It's clean, powerful, and elegant, so you can spend most of your time coding, not adding lines to an unreadable, unmaintainable Make (Or CMake 2) file.
Build systems is a hot topic. Of course there are many options. But even a really good one, or one that re-uses a familiar syntax, can't come close to CMake.
So, if you use a library that is designed to be included in your code, you have a choice: Make your own build system, or use one of the provided ones, and that will almost always include CMake.
It's easy (1-2 lines in many cases), and you'll find that 5 minutes of work will save you hundreds of lines and hours of `CMakeLists.txt` writing, and will be much easier to maintain in the long run.
* [The official help](https://cmake.org/cmake/help/latest/): Really amazing documentation. Nicely organized, great search, and you can toggle versions at the top. It just doesn't have a great "best practices tutorial", which is what this book tries to fill in.
* [It's time to do CMake Right](https://pabloariasal.github.io/2018/02/19/its-time-to-do-cmake-right/): A nice set of best practices for Modern CMake projects.
* [More Modern CMake](https://youtu.be/y7ndUhdQuU8): A great presentation from Meeting C++ 2018 that recommends CMake 3.12+. This talk makes calls CMake 3.0+ "Modern CMake" and CMake 3.12+ "More Modern CMake".
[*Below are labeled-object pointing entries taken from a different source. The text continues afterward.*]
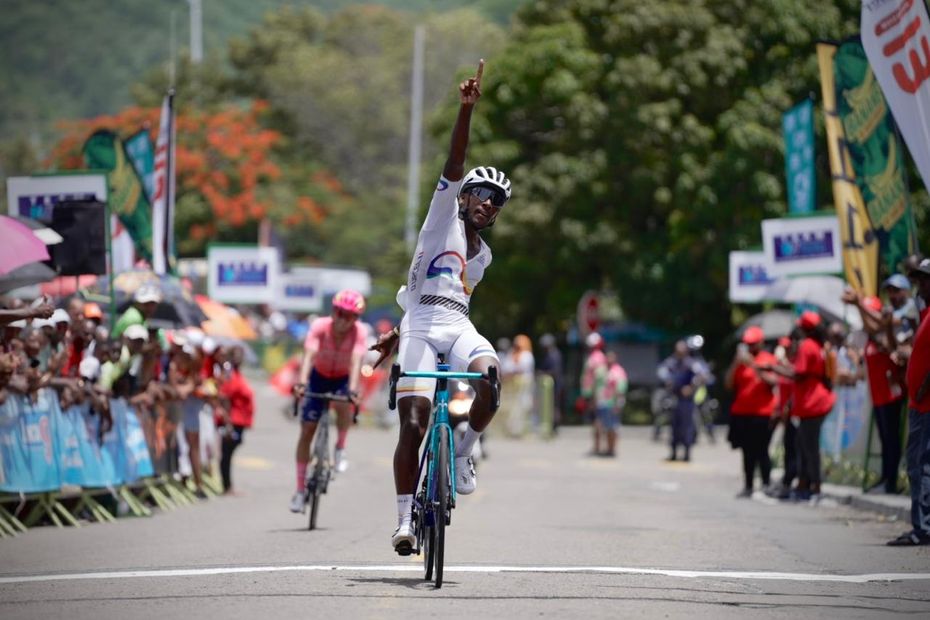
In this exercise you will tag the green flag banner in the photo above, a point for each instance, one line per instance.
(104, 150)
(141, 153)
(876, 153)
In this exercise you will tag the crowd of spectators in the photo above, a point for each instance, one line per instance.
(819, 368)
(177, 380)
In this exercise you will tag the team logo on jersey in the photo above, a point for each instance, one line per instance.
(439, 268)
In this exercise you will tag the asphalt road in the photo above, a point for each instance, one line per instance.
(550, 532)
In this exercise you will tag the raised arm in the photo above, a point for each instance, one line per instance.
(469, 93)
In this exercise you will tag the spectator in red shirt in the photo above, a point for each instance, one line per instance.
(886, 385)
(753, 405)
(813, 400)
(917, 453)
(239, 402)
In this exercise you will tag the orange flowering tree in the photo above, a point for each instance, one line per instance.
(230, 175)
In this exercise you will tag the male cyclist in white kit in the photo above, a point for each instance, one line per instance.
(448, 263)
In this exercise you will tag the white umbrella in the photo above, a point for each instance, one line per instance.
(824, 292)
(40, 230)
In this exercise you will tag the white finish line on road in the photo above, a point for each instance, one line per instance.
(409, 568)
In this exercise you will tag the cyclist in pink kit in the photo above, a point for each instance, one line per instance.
(332, 358)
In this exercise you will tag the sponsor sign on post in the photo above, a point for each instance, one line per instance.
(35, 196)
(798, 127)
(242, 274)
(860, 243)
(803, 245)
(896, 38)
(749, 277)
(305, 289)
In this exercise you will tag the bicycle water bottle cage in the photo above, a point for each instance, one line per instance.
(495, 388)
(392, 382)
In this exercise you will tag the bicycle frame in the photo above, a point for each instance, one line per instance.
(438, 419)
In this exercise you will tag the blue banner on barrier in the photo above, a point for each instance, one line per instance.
(43, 447)
(79, 457)
(137, 462)
(39, 440)
(15, 475)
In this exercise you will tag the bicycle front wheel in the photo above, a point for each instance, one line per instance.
(443, 493)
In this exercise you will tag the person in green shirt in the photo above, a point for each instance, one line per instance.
(144, 303)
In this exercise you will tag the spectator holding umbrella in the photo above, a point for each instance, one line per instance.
(753, 405)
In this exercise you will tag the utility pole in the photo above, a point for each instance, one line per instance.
(416, 130)
(196, 31)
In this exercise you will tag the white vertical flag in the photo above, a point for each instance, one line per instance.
(896, 38)
(163, 200)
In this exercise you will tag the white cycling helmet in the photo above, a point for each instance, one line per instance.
(487, 176)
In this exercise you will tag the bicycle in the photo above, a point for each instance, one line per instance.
(432, 506)
(320, 474)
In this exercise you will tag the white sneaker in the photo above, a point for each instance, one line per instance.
(466, 480)
(297, 502)
(404, 539)
(342, 463)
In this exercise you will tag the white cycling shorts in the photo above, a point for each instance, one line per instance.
(460, 342)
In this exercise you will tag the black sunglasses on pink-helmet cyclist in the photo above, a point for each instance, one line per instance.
(483, 193)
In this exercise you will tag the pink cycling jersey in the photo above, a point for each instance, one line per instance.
(330, 360)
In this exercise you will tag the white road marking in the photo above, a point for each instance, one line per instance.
(407, 568)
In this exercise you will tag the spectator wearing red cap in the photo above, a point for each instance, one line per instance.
(813, 400)
(754, 403)
(917, 453)
(239, 408)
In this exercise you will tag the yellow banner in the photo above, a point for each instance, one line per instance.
(860, 244)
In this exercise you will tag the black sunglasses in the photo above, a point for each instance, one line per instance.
(483, 193)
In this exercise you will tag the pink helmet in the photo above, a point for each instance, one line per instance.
(350, 301)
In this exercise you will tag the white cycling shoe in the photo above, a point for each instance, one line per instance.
(297, 502)
(404, 539)
(466, 480)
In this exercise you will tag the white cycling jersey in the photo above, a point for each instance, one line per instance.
(441, 277)
(436, 299)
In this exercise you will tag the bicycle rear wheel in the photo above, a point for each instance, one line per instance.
(314, 503)
(427, 534)
(443, 492)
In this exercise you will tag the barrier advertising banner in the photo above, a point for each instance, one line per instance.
(749, 277)
(242, 274)
(802, 245)
(798, 129)
(859, 241)
(896, 38)
(876, 153)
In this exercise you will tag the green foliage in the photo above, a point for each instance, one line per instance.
(645, 143)
(66, 59)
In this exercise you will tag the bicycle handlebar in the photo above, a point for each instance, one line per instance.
(491, 377)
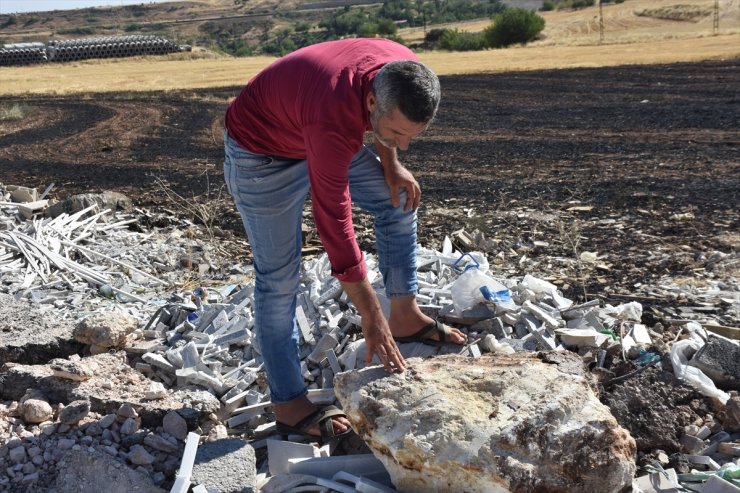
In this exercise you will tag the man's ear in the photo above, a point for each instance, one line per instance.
(371, 101)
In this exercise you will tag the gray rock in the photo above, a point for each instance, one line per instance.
(129, 426)
(107, 420)
(105, 329)
(227, 466)
(17, 455)
(71, 370)
(127, 386)
(719, 359)
(65, 443)
(36, 411)
(175, 425)
(74, 412)
(138, 455)
(520, 422)
(85, 471)
(160, 443)
(127, 411)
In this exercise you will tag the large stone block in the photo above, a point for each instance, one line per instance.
(500, 423)
(719, 359)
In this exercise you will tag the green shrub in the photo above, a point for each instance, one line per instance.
(579, 4)
(302, 27)
(455, 40)
(12, 112)
(513, 26)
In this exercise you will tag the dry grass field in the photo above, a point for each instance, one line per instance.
(570, 39)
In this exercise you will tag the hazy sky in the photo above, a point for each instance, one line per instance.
(11, 6)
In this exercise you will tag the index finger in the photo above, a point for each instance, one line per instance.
(396, 358)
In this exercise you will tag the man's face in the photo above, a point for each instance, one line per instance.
(392, 129)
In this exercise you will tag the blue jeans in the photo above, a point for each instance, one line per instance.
(270, 192)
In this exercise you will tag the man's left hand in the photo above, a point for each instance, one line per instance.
(398, 177)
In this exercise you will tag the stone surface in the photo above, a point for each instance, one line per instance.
(522, 422)
(36, 411)
(730, 415)
(227, 466)
(72, 370)
(30, 337)
(719, 359)
(175, 425)
(83, 471)
(127, 386)
(106, 329)
(74, 412)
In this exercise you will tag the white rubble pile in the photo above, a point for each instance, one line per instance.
(211, 343)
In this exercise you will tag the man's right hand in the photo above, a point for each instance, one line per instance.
(378, 337)
(378, 340)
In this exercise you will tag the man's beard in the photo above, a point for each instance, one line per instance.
(374, 116)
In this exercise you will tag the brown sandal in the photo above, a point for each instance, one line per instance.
(321, 417)
(425, 334)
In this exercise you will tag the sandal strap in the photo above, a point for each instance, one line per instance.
(318, 417)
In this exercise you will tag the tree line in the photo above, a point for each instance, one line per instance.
(509, 26)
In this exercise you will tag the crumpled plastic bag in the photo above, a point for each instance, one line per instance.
(693, 376)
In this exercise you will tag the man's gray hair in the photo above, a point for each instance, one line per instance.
(409, 86)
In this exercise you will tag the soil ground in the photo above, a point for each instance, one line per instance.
(519, 156)
(620, 183)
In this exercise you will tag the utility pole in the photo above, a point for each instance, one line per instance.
(715, 24)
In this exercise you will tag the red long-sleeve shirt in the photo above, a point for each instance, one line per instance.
(311, 104)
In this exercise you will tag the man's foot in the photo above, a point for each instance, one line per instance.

* [toeb/moderncmake](https://github.com/toeb/moderncmake): A nice presentation and examples about CMake 3.5+, with intro to syntax through project organization
Modern CMake was originally written by [Henry Schreiner](https://iscinumpy.gitlab.io). Other contributors can be found [listed on GitLab](https://gitlab.com/CLIUtils/modern-cmake/-/network/master).
[^1]: CMake 3.0 also removed several long deprecated features from very old versions of CMake and make one very tiny backwards incompatible change to syntax related to square brackets, so this is not entirely fair; there might be some very, very old CMake files that would stop working with 3. I've never seen one, though.